Demonstrating value in convenience meal deals.
Our client, a British supermarket, was reviewing their value strategy to reflect changing customer behaviours and dynamics within the market and needed to understand what shoppers made of their existing value proposition, and how to improve it.
The Challenge
Value was known to be an area of relative weakness for our client (broadly and specifically within convenience), despite having several different value mechanics in place at different store sizes.
Research was required to understand to what extent these existing value mechanisms impacted convenience customers’ value perceptions and which elements to focus on in the future.
Our approach
An initial qualitative phase of research was conducted amongst convenience shoppers through depth interviews to explore what value means in a convenience setting, what indicates value for consumers, and which value mechanics shoppers engage with.

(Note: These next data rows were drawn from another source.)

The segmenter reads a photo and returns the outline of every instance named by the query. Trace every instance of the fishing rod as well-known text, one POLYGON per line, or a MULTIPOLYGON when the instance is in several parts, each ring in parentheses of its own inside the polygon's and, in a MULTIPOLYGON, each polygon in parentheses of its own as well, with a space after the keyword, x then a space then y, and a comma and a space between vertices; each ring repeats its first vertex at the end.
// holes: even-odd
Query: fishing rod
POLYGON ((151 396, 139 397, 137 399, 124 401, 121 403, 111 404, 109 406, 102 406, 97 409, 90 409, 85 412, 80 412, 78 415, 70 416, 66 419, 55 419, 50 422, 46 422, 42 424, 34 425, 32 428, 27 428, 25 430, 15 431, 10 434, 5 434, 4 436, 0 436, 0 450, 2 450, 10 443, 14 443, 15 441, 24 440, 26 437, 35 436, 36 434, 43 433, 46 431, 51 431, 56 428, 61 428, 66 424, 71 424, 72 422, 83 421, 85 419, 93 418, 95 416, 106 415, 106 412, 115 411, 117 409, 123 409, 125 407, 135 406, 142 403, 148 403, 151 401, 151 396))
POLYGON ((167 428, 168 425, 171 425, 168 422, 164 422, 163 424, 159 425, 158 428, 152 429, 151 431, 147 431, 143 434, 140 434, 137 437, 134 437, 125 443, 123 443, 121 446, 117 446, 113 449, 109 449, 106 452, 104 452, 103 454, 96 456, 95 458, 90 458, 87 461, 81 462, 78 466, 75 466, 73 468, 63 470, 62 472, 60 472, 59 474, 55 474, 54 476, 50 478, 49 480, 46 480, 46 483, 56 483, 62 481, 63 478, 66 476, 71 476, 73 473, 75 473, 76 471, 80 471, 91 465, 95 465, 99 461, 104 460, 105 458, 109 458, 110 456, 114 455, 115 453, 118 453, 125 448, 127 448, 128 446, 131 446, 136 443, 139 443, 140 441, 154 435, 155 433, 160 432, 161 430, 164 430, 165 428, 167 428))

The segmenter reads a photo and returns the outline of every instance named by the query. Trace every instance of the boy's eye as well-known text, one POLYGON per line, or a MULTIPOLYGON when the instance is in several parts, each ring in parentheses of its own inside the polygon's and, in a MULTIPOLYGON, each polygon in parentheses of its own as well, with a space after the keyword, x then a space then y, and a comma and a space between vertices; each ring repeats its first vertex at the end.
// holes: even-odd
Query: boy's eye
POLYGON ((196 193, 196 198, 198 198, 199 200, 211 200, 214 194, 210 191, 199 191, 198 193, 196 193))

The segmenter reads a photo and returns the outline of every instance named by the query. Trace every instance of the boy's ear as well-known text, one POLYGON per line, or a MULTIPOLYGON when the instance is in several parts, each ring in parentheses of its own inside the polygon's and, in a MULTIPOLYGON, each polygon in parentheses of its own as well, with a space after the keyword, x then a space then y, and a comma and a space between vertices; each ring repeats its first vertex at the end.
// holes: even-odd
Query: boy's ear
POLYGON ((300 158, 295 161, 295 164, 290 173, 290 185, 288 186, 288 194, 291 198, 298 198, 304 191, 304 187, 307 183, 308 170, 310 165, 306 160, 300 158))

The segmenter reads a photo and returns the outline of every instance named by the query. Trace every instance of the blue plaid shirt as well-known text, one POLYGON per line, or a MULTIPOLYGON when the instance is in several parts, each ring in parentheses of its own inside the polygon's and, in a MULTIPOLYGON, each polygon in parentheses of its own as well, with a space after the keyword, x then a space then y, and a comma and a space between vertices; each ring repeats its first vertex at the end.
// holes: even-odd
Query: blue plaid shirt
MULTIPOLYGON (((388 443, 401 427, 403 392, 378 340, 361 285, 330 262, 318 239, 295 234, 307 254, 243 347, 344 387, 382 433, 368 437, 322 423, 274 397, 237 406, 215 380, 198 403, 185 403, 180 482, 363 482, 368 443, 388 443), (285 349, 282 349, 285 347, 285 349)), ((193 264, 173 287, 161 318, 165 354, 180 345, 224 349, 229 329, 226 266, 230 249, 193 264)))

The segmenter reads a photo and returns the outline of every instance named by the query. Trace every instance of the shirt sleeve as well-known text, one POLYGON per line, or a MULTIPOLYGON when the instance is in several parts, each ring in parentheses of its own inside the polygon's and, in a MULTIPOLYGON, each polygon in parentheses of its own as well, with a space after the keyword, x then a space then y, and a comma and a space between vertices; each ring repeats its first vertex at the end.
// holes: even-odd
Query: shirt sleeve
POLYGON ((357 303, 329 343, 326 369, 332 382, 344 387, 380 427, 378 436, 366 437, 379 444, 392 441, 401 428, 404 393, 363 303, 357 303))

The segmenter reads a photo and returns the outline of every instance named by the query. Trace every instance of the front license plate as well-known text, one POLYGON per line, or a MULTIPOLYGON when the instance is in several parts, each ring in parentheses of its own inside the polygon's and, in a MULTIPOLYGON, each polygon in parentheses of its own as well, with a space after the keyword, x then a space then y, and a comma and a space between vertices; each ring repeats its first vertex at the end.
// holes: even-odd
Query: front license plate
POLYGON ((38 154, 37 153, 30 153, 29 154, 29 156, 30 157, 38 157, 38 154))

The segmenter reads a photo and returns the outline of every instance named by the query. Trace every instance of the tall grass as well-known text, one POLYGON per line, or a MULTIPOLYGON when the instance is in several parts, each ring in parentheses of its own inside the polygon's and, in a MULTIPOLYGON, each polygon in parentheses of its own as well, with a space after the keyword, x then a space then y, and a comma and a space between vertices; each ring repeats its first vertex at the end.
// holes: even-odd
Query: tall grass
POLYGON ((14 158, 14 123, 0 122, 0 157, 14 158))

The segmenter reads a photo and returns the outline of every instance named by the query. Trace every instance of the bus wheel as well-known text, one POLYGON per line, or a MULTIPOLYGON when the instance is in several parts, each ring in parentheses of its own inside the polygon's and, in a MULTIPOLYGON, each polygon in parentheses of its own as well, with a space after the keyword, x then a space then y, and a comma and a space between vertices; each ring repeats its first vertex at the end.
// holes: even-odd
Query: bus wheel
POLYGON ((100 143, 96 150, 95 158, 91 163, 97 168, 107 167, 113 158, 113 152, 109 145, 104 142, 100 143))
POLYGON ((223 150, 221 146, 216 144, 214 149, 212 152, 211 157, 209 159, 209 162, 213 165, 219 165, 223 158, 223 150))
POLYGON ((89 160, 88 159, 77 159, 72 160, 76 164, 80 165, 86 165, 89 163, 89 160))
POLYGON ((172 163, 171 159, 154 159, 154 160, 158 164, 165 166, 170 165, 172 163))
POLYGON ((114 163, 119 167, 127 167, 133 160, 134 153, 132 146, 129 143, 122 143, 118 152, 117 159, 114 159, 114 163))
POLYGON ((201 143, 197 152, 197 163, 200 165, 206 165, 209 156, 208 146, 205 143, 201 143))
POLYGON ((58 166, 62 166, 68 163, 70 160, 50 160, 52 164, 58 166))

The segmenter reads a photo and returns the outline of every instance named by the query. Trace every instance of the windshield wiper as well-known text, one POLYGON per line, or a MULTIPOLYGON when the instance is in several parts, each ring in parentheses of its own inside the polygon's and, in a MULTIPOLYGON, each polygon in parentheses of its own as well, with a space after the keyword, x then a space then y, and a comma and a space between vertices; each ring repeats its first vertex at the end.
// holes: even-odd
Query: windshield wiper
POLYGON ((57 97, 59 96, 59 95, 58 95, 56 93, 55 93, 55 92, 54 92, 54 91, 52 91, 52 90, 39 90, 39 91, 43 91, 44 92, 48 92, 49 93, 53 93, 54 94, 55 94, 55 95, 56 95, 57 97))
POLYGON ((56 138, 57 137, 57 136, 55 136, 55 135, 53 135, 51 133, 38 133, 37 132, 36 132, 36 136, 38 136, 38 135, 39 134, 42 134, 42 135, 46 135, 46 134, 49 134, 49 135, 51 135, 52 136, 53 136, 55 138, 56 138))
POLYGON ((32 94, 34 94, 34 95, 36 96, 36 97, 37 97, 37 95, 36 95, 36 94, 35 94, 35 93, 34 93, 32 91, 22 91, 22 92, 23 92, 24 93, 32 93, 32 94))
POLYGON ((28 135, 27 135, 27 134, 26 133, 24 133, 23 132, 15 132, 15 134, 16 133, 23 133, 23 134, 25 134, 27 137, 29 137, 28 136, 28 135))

An online survey then quantified the earlier findings, and honed in on one mechanic in particular (meal deals). This helped our client optimise their offering, using a Max Diff to identify what drives perceptions and conversion when buying a meal deal and a concept evaluation to test a few ideas.
The outcome
The research was two-fold: identifying categories to focus the value message on and providing strategic and tactical recommendations on implementation.
Opportunities: the research highlighted the role the meals deals and other categories could play in driving value perceptions of retailers in the convenience channel and differentiate as a result.
Recommendations: we provided recommendations around range, communications, promotional mechanisms and in-store activation to drive the value proposition strategy and optimise its implementation.